Tryphon of Alexandria, who spent his life at Apollonia, a city of Albania (163). [Footnote: Tryphon of Alexandria, a Greek Grammarian of the time of Augustus. His treatise TtaOY Aeijecu appeared first at Milan in 1476, in Constantin Laskaris's Greek Grammar.]

1501.

Messer Vincenzio Aliprando, who lives near the Inn of the Bear, has Giacomo Andrea's Vitruvius.

1502.

Vitruvius says that small models are of no avail for ascertaining the effects of large ones; and I here propose to prove that this conclusion is a false one. And chiefly by bringing forward the very same argument which led him to this conclusion; that is, by an experiment with an auger. For he proves that if a man, by a certain exertion of strength, makes a hole of a given diameter, and afterwards another hole of double the diameter, this cannot be made with only double the exertion of the man's strength, but needs much more. To this it may very well be answered that an auger

1503.

of double the diameter cannot be moved by double the exertion, be- cause the superficies of a body of the same form but twice as large has four times the extent of the superficies of the smaller, as is shown in the two figures a and n.

1504.

OF SQUARING THE CIRCLE, AND WHO IT WAS THAT FIRST DISCOVERED IT BY ACCIDENT.

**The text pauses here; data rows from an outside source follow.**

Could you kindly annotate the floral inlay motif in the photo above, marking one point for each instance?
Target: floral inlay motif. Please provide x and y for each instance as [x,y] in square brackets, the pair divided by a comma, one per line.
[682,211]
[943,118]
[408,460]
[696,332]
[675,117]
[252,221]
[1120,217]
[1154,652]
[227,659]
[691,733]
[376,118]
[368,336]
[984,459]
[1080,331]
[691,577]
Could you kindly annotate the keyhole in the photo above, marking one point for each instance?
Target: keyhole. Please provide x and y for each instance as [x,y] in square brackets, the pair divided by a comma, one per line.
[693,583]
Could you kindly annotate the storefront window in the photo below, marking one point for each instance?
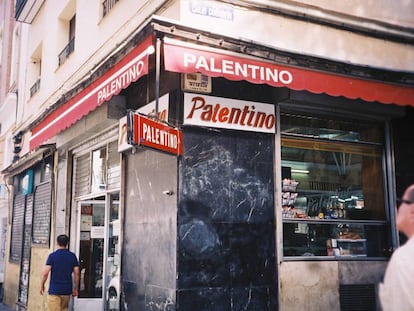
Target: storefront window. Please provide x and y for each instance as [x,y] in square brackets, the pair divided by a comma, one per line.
[333,201]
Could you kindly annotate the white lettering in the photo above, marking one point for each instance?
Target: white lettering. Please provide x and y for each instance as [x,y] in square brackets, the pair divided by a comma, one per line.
[258,71]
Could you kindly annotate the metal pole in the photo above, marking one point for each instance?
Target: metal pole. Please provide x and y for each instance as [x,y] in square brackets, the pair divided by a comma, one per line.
[157,75]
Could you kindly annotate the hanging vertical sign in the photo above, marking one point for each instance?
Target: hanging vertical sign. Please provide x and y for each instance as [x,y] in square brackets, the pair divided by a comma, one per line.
[154,134]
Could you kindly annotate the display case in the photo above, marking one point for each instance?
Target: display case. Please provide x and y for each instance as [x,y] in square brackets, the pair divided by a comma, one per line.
[332,194]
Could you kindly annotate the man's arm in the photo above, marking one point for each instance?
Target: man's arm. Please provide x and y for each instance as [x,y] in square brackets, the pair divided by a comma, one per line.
[43,279]
[76,274]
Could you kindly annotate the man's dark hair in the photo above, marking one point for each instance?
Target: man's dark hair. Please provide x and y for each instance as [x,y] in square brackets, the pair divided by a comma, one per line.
[62,240]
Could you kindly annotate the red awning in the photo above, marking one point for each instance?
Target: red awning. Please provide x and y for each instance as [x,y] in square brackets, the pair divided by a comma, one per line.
[133,66]
[187,58]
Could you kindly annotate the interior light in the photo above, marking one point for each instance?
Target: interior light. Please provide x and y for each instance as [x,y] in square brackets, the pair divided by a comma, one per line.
[300,171]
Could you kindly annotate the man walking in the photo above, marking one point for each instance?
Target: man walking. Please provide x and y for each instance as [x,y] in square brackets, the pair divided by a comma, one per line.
[61,263]
[396,293]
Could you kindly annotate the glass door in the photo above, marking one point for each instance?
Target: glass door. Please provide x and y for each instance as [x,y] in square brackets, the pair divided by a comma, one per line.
[91,246]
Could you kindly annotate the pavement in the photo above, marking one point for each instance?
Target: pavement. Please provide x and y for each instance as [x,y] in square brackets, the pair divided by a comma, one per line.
[4,307]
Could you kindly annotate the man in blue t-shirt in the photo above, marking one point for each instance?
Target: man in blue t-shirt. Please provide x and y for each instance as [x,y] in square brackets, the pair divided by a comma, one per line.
[61,263]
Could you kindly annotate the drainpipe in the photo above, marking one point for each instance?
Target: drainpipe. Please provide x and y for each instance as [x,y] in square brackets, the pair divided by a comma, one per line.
[157,75]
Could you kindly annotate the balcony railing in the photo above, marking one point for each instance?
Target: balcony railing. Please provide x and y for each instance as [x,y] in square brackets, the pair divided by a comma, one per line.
[107,6]
[67,51]
[35,88]
[26,10]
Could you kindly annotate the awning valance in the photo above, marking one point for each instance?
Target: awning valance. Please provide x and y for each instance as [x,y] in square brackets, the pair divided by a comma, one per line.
[133,66]
[185,57]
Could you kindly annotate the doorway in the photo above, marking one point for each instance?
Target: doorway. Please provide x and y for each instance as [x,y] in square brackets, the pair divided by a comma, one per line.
[99,253]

Vitruvius, measuring miles by means of the repeated revolutions of the wheels which move vehicles, extended over many Stadia the lines of the circumferences of the circles of these wheels. He became aware of them by the animals that moved the vehicles. But he did not discern that this was a means of finding a square equal to a circle. This was first done by Archimedes of Syracuse, who by multiplying the second diameter of a circle by half its circumference produced a rectangular quadrilateral equal figure to the circle [Footnote 10: Compare No. 1475.].

[Footnote: Vitruvius, see also Nos. 1113 and 343.]

1505.

Virgil says that a blank shield is devoid of merit because among the people of Athens the true recognition confirmed by testimonies ...

[Footnote: The end of the text cannot be deciphered.]

1506.

In Vitolone there are 805 conclusions [problems] in perspective.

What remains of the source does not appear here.